As you look across the economic landscape, you will find dumpster fires as far as the eye can see. The commercial high rise real estate industry is running around with its hair on fire. More and more people foresee that working from home will become the norm even after the pandemic goes away. The car industry is also seeing that, since governments are in debt more than ever, infrastructure won’t be changing anytime soon to supplement charging stations around the country. Lots of places in the markets are seeing success but it’s so limited that it’s virtually the same everywhere you look. Out of all of this chaos and pain, there is an odd couple that is standing strong. So what’s the deal with BTC and gold?
Gold against USD
Ever since the Nixon Shock, gold has been in a war against the dollar. The USD has become a currency of struggle and safety, all at the same time. For the FED, QE has led to a massive accumulation of debt and that has meant the US Dollar has weakened a lot. Even though this has occurred, it’s still the dominant currency for those looking to safe haven their investments, especially for those buying stock.
Gold has been used as a hedge against the dollar for many decades and now since the pandemic began, it has gained a huge foothold. Now is the time to buy gold coins online as many websites are offering great services and prices for unique minted coins. No matter what has been done, whether it’s QE4, stock market rallies, low-interest rates, economic stimulus, and even news of a vaccine in the pipeline, gold remains strong. It is hovering around $1,900 per troy ounce and to put this into perspective, it was $1,300 just a few months ago!
BTC does it again
BTC has really bitten back against the doubters, and bitten back hard! At its release peak and first-year performance, it reached as high as $16,000. However, this was short-lived and thus, the pundits on economic news channels began to say that Bitcoin was just a fad. They said that it would have boom and bust cycles until one day, it just went bust. Well, right now, it’s sitting pretty at $17,700. That is simply staggering, for something that people like Peter Schiff are railing against all the time.

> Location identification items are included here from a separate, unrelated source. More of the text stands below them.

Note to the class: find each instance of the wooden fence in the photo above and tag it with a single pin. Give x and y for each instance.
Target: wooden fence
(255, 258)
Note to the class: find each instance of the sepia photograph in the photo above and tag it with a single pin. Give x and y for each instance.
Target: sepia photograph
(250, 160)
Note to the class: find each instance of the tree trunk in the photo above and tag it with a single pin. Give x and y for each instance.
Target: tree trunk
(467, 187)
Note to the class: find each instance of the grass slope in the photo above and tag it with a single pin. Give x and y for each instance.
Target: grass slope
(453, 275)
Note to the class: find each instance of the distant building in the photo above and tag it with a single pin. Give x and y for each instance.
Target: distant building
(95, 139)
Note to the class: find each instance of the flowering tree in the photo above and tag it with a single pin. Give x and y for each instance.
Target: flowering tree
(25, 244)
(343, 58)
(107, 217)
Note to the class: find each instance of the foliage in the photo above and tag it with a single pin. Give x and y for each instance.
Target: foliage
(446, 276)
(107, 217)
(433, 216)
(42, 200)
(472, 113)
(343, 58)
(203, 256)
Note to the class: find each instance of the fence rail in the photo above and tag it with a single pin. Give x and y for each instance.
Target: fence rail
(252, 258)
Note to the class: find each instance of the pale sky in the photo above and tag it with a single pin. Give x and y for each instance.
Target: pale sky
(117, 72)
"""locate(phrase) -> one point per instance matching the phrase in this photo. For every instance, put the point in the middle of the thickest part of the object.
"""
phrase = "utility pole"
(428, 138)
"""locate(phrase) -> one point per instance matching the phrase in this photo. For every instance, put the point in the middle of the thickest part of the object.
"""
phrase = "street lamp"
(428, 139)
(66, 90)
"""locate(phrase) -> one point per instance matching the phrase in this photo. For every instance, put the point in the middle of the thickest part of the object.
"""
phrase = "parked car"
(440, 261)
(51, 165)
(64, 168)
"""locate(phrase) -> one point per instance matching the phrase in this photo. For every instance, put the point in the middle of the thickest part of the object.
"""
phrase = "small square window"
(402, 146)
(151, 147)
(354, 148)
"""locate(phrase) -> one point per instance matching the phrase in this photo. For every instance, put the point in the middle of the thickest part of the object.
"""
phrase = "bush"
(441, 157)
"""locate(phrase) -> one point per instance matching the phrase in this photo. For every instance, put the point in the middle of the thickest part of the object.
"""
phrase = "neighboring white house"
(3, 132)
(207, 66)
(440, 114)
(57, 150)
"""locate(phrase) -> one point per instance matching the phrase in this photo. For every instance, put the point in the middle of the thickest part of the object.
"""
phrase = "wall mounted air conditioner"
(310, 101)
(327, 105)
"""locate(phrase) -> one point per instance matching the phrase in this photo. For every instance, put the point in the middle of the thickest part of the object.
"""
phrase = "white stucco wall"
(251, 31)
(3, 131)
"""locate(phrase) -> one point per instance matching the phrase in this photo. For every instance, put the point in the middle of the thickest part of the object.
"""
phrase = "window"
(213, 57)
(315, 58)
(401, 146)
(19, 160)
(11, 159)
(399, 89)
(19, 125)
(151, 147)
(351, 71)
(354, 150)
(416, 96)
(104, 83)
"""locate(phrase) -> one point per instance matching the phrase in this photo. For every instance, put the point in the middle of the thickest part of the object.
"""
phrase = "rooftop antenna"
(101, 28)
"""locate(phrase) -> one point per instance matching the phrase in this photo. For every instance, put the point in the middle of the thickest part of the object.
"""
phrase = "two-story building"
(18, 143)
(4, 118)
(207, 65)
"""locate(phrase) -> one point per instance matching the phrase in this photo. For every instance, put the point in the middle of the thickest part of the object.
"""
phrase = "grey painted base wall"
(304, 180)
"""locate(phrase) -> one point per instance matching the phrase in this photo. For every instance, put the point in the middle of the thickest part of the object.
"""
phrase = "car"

But why? Bitcoin is also being used as a hedge against the dollar. The dollar is simply in its twilight years, with the endless printing and debt accumulation finally taking hold. It’s like a slow car crash and the world’s markets have finally accepted it. That’s why people are leaving the dollar for BTC, gold, and things like real estate.
It’s quite clear that both gold and BTC will remain at the center of the foreseeable future in economic terms. They will be safe havens for wealth, not investment necessarily. Whatever you own, if you want to retain as much value as you can, you need to buy as much gold and BTC you can.
Gold has the promise of rising higher, but BTC seems to be waiting for the next round of horrible economic news to break past $18,000. If the pandemic goes into March, it’s not unreasonable to suggest it could break twenty grand!